Frequently Asked Questions


What is “Probate”?

Probate is the process by which the court system oversees the payments of the deceased’s debts and the distribution of the deceased’s assets.

How much does probate cost?

The average probate process will incur a probate cost of 4% to 10% of the value of the estate. The executor and probate attorney have minimum fees set by statute. Court costs and filing fees are several hundred dollars. Additionally, the executor and probate attorney may request additional fees for tasks related to the distribution of the estate.

How long does testamentary validation take?

It is becoming common for probate to last 1-2 years. During this time, assets are not freely accessible and beneficiaries often have to request special approval to obtain interim distributions.

Does joint ownership avoid probate ?

In reality, he usually just puts it off. With most jointly owned properties, when one owner dies, the entire property passes to the surviving owner without probate. When the surviving owner dies without adding a new co-owner, or if both co-owners die at the same time, the property must be probated through the probate process before it can be transferred to heirs. When you add a co-owner, he loses control. Also, there could be gift and/or tax issues, as well as difficulties refinancing or selling the property.
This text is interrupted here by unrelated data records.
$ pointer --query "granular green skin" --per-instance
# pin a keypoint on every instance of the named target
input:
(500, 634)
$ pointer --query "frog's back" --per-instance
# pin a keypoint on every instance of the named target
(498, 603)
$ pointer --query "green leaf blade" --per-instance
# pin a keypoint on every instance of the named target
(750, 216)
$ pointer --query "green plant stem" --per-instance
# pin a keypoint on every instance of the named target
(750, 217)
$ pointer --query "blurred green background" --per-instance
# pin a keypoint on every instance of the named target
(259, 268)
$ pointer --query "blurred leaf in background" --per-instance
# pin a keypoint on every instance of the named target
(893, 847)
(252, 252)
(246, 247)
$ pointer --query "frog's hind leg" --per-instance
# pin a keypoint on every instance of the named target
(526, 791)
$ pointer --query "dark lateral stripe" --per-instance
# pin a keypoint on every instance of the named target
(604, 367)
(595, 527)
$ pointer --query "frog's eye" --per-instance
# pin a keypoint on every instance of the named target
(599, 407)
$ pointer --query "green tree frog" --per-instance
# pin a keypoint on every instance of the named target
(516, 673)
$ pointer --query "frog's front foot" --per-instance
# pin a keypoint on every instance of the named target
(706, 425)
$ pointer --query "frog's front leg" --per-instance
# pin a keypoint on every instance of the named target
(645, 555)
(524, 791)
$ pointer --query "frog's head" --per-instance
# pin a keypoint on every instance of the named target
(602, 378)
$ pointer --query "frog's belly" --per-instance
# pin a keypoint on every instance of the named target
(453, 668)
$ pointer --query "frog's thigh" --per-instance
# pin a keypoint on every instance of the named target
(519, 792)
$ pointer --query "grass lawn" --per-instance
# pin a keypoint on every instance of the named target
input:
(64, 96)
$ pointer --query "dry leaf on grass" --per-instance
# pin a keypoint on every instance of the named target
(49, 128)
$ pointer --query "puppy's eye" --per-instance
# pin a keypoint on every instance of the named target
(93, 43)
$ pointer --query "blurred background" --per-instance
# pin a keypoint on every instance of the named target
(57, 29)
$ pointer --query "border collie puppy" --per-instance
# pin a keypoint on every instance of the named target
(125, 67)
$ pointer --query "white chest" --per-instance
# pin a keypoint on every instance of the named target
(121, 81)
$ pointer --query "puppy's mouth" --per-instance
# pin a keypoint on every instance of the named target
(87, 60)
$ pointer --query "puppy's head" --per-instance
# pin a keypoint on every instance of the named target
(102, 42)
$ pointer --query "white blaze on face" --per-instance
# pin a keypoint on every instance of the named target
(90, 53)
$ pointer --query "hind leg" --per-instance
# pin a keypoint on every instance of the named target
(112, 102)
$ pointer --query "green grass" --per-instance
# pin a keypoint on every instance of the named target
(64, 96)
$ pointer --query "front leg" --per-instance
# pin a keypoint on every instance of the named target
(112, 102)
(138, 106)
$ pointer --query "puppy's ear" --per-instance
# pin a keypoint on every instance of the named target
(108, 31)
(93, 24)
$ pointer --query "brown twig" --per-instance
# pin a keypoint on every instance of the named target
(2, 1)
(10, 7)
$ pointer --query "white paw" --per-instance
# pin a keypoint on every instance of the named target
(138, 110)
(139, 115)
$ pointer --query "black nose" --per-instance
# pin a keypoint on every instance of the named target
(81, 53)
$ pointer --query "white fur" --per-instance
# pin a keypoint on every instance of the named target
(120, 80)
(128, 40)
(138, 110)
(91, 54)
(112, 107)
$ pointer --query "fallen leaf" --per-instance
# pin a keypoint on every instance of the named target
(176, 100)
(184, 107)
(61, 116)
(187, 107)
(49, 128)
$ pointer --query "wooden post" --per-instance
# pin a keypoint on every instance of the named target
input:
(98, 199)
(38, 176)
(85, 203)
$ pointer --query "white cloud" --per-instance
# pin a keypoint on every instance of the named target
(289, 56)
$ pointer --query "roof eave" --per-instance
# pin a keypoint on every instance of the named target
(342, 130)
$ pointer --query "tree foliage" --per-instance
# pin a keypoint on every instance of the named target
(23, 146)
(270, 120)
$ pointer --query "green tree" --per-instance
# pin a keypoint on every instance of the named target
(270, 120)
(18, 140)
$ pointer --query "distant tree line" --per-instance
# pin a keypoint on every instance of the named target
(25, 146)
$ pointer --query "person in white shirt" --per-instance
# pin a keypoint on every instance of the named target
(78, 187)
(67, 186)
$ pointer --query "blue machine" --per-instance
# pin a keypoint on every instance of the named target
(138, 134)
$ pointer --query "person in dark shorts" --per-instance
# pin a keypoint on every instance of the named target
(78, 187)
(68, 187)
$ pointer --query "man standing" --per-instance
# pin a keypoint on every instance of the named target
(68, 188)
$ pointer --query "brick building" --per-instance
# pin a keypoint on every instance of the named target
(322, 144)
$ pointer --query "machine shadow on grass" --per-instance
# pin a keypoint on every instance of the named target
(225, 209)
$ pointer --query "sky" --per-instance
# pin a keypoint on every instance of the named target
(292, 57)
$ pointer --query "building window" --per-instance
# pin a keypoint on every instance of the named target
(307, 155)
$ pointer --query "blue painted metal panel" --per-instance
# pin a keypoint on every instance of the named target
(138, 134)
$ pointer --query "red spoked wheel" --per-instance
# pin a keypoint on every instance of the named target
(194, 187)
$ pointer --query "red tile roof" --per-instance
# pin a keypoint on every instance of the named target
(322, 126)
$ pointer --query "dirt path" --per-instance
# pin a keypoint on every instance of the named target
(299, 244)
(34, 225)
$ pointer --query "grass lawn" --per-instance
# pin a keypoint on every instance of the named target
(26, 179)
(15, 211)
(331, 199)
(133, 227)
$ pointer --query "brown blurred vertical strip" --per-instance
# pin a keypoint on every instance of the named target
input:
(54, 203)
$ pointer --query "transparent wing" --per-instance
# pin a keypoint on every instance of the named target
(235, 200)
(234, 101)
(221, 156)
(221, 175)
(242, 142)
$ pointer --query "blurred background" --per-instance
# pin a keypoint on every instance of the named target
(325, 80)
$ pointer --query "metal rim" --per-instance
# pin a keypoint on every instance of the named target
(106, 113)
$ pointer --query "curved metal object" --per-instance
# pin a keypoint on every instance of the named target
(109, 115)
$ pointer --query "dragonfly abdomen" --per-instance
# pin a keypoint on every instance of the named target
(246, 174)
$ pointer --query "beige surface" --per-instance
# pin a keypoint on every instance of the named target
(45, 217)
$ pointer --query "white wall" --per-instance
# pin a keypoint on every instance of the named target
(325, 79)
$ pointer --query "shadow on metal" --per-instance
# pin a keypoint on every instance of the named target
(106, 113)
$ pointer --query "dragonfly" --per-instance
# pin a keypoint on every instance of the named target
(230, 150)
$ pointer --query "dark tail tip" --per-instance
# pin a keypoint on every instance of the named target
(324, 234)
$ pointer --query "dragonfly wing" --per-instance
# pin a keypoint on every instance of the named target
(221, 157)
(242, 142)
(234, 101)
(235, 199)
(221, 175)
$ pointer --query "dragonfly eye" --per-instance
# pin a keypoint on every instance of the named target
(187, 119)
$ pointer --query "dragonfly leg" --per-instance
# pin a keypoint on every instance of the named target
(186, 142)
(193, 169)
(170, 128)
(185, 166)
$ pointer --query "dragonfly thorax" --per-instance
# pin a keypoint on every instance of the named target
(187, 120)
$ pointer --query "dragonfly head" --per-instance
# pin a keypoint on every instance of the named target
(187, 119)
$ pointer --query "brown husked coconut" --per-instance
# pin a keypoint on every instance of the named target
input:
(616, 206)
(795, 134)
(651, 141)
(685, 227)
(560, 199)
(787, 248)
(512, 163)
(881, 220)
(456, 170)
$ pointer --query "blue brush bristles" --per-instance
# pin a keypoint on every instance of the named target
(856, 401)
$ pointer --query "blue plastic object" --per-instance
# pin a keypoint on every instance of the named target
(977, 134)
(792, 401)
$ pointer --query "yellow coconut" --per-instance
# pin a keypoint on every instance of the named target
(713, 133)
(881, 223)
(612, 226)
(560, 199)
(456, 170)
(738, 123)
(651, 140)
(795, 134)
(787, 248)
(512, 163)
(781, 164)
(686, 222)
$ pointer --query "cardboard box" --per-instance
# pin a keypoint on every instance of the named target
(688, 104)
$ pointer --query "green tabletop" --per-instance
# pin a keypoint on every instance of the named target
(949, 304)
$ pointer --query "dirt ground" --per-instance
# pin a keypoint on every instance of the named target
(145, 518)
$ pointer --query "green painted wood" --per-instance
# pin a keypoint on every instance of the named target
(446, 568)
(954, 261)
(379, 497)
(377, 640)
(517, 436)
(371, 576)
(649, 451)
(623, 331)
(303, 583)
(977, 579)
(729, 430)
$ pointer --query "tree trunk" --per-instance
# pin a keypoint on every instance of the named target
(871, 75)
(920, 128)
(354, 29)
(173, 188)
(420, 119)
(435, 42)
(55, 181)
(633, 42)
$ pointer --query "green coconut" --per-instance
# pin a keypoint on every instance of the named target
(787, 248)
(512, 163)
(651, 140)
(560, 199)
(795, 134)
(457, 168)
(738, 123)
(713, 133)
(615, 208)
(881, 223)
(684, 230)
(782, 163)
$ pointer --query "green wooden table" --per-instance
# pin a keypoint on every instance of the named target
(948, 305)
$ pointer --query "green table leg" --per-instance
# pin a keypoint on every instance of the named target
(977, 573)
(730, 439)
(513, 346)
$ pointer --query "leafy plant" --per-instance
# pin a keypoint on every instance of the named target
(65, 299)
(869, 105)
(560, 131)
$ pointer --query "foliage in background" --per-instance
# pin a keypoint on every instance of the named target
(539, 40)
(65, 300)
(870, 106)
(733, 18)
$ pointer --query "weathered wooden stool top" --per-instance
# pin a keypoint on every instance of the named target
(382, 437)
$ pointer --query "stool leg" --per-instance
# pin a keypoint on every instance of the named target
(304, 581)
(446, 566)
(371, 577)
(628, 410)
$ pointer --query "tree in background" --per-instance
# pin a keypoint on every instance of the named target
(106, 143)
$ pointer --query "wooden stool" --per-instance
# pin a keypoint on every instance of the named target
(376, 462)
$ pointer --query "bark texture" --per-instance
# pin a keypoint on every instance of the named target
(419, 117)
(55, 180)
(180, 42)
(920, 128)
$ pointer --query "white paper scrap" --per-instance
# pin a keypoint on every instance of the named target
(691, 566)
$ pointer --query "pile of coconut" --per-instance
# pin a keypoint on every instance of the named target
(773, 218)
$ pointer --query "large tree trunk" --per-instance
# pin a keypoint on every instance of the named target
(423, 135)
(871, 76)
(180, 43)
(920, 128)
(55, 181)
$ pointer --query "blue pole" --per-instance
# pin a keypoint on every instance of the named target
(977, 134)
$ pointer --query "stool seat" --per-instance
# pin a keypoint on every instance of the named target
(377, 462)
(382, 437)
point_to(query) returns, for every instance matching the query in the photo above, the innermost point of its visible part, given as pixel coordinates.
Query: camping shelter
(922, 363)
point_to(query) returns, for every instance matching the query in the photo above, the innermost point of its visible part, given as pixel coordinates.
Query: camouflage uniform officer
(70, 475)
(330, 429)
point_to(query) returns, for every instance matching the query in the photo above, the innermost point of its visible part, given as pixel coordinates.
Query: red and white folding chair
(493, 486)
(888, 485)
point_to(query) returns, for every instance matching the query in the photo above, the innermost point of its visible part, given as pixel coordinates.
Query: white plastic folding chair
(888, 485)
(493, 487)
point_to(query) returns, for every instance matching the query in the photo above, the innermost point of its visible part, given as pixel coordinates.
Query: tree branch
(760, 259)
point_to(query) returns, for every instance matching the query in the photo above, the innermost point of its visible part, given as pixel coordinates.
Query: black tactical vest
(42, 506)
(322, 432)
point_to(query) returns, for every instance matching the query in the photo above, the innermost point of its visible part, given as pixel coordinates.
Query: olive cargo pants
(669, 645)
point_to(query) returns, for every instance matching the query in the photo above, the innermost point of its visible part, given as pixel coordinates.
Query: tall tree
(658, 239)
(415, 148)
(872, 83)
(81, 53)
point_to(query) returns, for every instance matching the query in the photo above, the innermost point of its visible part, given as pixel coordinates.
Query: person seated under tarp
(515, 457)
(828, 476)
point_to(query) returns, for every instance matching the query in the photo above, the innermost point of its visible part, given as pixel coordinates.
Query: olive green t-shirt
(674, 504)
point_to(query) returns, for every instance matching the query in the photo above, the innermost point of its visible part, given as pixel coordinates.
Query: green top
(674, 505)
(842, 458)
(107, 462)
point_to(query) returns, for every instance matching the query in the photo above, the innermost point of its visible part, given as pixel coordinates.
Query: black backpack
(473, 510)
Revocable Trusts avoid testamentary validation

A Revocable Trust is simply a way of holding property titles. Assets placed in trust avoid the probate process. A Revocable Trust allows your trustee to manage your estate without the cost or delays of probate.

If I put my property in a Trust, do I lose control over it?

No. You will maintain all the rights and privileges to your property as you had before the Revocable Trust was established. You can transfer property into your trust or take it out of your trust at any time.

Can I change my Trust?

Yes, as long as the trust is a Revocable Trust, it can make changes unless restrictions are placed on making changes.

When I die, will my Trust become a public document?

No. A trust is a private document and does not become public upon your death. On the other hand, a will becomes a public document that allows the world to know about all of your assets, and how they were distributed upon your death.

What happens if I become mentally incapacitated?

At the time you establish your trust, you will select your trust administrator(s) and they will manage your trust assets for you if you become incapacitated. If you do not have a Trust or Power of Attorney, a conservator must be appointed for you. This is a legal process and therefore can be expensive, time-consuming and stressful.

Do I also need a Will?

Yes. Additionally, you must prepare a Will that is designed to work in conjunction with your Revocable Trust. Any assets that are not transferred into your trust will be collected and transferred to your trust after your death.

What happens if I die without a Will or Trust?

This is called dying “intestate.” Your entire estate is subject to probate, and the state, through the probate code, decides how your assets will be distributed. The probate code defines a formula for dividing your property that, in many cases, may not be what you would have wanted.

Why should you have a Durable Power of Attorney?

There are two Durable Powers of Attorney, one for medical decisions and the other for property management or financial decisions. By executing your Durable Powers of Attorney, you will have the opportunity to choose those people you want to take care of you and make financial decisions for you when you cannot make them yourself. You can specify your wishes for life support and other treatments, as well as make organ donations and direct the disposition of your remains. You will also avoid the difficulties of going to court to determine whether or not you have the capacity to make health and financial decisions. This can be an expensive and uncomfortable procedure for your children or loved ones.

Who qualifies for a Trust?

If you have an estate or personal property worth more than $150,000, you need a trust. A trust can save you the costs and time required by the probate process.

Will a lawyer prepare my Trust?

Absolutely. The attorneys at BHR Law Group are experienced in all estate planning matters. They will meet with you to discuss your estate planning goals and prepare documents including your Revocable Trust, a Will, Durable Powers of Attorney for financial decisions and medical decisions.